Bazelon did serve as a guest conductor at schools such as Rutgers University, Eastman School of Music, Oberlin College, Rice University, and the University of Virginia. He conducted his music with orchestras such as the National Symphony and the Detroit Symphony. In 1975, Bazelon published Knowing the Score: Notes of Film Music, which marked the end of his commercial career. In 1983, Bazelon was awarded the Koussevitsky Prize for his contribution to contemporary music, which led to the growth of his international fame.

==Music==
The city of his birth, Chicago, and the city of much of his later life, New York, greatly influenced the composer. This is evident in the unpredictable rhythms and syncopation found in many of his works. Bazelon describes his music as having "the rebellious mutterings, cross-rhythms, and nervous tension and energy of the city" and "the alerations of mood, color and dramatic flair are a direct expression of the constant changes of pace, the rhythmic beat of life in the big metropolis". His music rarely has easily recognizable melodies. When questioned regarding this, Bazelon stated, "My music is melodic, it is the melody of the 21st century". Bazelon found inspiration from two main sources: city life and the racetrack.

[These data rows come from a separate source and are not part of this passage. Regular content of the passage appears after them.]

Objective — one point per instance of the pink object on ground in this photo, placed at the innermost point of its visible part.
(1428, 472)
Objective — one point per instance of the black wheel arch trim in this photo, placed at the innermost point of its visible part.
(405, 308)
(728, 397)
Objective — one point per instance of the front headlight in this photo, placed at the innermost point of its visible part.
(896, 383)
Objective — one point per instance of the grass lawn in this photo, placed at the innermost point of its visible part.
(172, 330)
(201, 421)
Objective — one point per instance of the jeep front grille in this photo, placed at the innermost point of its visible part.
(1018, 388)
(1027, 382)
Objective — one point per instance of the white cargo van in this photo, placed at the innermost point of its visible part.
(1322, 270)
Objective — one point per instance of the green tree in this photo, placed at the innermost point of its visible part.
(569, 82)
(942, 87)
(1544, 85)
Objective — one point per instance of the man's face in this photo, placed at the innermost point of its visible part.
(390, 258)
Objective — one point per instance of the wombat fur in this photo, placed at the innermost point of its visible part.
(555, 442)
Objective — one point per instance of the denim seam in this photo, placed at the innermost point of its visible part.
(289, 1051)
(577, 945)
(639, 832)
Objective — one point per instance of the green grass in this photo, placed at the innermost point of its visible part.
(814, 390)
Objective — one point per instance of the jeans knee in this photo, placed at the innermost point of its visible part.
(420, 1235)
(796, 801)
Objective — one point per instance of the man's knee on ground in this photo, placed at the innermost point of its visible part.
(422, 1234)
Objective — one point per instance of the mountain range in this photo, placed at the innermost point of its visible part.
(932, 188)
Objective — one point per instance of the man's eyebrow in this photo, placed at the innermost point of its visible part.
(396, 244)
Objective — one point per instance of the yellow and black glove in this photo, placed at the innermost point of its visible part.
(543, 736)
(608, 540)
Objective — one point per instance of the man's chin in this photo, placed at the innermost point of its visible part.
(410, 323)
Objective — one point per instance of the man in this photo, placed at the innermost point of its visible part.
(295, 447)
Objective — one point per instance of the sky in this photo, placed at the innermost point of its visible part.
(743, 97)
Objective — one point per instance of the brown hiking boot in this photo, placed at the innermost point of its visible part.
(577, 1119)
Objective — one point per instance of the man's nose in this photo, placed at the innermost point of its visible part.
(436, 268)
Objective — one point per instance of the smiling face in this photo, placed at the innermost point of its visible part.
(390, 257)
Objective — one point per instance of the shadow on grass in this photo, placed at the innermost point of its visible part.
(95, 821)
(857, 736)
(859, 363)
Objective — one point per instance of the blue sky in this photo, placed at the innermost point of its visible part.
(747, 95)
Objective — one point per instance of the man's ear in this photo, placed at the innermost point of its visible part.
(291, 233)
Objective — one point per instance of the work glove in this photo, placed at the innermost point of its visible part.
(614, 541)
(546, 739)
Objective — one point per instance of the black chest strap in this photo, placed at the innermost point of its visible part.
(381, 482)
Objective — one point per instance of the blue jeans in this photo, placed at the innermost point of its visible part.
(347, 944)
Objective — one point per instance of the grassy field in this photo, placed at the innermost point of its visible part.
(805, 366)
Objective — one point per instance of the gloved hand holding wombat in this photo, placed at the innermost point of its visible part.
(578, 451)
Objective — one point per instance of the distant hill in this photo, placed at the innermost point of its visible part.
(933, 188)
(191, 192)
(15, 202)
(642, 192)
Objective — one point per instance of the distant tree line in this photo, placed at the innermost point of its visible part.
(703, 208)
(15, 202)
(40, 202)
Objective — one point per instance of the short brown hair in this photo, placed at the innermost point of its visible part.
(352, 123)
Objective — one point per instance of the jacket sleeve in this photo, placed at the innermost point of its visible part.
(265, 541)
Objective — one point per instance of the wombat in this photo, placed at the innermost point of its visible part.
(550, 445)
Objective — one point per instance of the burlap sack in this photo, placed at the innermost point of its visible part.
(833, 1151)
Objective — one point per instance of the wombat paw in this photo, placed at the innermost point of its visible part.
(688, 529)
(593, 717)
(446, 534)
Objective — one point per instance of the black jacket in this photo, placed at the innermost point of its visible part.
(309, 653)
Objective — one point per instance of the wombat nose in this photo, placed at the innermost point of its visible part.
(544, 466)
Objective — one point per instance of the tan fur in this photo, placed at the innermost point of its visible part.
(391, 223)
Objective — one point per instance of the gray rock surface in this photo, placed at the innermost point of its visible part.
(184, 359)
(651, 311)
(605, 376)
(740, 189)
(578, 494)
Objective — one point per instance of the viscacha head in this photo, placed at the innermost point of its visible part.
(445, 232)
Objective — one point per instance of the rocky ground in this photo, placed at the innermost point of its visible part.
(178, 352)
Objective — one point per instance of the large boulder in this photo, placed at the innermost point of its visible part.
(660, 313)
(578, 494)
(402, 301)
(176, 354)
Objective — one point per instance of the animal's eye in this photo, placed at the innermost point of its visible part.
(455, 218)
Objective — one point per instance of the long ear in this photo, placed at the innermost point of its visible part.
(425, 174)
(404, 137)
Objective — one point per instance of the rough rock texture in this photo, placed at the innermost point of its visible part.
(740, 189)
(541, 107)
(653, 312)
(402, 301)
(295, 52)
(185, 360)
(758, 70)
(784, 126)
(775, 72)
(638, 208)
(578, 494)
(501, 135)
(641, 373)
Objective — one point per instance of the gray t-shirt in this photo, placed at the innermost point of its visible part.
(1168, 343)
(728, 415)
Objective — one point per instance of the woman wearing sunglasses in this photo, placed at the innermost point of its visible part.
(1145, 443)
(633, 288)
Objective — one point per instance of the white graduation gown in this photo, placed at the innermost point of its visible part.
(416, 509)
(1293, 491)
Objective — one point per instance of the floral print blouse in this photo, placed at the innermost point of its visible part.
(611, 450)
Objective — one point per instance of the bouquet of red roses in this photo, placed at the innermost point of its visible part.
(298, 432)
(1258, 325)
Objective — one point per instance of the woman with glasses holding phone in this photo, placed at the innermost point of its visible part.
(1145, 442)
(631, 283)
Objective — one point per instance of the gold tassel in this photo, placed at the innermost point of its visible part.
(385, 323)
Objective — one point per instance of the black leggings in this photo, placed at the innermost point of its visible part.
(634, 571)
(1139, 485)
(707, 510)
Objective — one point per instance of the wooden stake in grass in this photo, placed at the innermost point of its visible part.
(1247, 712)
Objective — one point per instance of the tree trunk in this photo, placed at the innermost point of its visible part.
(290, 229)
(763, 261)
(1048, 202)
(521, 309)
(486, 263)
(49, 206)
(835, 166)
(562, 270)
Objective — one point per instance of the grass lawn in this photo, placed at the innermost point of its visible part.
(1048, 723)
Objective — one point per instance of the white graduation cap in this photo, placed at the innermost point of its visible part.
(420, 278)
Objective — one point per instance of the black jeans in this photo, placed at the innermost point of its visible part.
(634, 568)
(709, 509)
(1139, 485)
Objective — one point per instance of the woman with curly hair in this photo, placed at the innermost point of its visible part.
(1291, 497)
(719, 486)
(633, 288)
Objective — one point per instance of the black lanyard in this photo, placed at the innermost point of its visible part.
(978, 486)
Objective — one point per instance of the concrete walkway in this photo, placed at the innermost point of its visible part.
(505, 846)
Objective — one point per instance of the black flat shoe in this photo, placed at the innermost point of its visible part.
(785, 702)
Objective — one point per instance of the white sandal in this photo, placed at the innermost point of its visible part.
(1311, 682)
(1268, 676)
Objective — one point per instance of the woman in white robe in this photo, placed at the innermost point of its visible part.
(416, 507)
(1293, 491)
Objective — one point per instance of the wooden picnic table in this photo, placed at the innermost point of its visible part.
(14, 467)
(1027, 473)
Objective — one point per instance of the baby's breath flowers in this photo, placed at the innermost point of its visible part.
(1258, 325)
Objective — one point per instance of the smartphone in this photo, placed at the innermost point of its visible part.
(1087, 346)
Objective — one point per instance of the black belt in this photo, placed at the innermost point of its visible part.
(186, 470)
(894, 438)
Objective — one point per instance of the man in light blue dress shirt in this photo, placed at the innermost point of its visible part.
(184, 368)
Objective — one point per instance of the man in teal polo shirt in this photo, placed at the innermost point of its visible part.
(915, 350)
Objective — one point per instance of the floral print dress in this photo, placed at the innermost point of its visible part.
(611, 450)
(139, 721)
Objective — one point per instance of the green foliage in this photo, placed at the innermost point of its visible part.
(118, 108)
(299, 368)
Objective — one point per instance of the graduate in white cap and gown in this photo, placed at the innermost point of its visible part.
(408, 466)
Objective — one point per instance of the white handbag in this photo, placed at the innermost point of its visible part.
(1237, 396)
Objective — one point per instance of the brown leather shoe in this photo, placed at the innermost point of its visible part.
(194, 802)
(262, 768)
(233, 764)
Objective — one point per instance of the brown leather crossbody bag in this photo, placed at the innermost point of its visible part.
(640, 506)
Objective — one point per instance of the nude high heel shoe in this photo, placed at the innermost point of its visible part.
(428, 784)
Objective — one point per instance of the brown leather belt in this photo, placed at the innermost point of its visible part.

Bazelon described the racetrack and each horse race as capturing a wide range of human emotions ranging like "hope, anxiety, joy and disappointment". The composer was a long time horse-racing enthusiast. One of his most famous works, Churchill Downs, is named for the home of the Kentucky Derby. In fact, it can be said that the racetrack helped launch the composer's symphonic career. With the money from a big win, Bazelon recorded Concert Ballet: Centauri 17 with 16 members of the New York Philharmonic. On a trip to Washington, D.C., the composer ran into Howard Mitchell, then the conductor of the National Symphony Orchestra. Bazelon played the recording for him and showed him the score for the Short Symphony. The tape led to his conducting the Short Symphony with the National Symphony Orchestra in 1962, his first major orchestral debut.

==Death==
Bazelon died on August 2, 1995, following complications after heart surgery. He is buried in Evergreen Cemetery, in Sagaponack, Long Island. Remarkably, the hearse caught fire on the way to the cemetery on the expressway at the exit to the racetrack. He is survived by his wife, artist Cecile Gray Bazelon.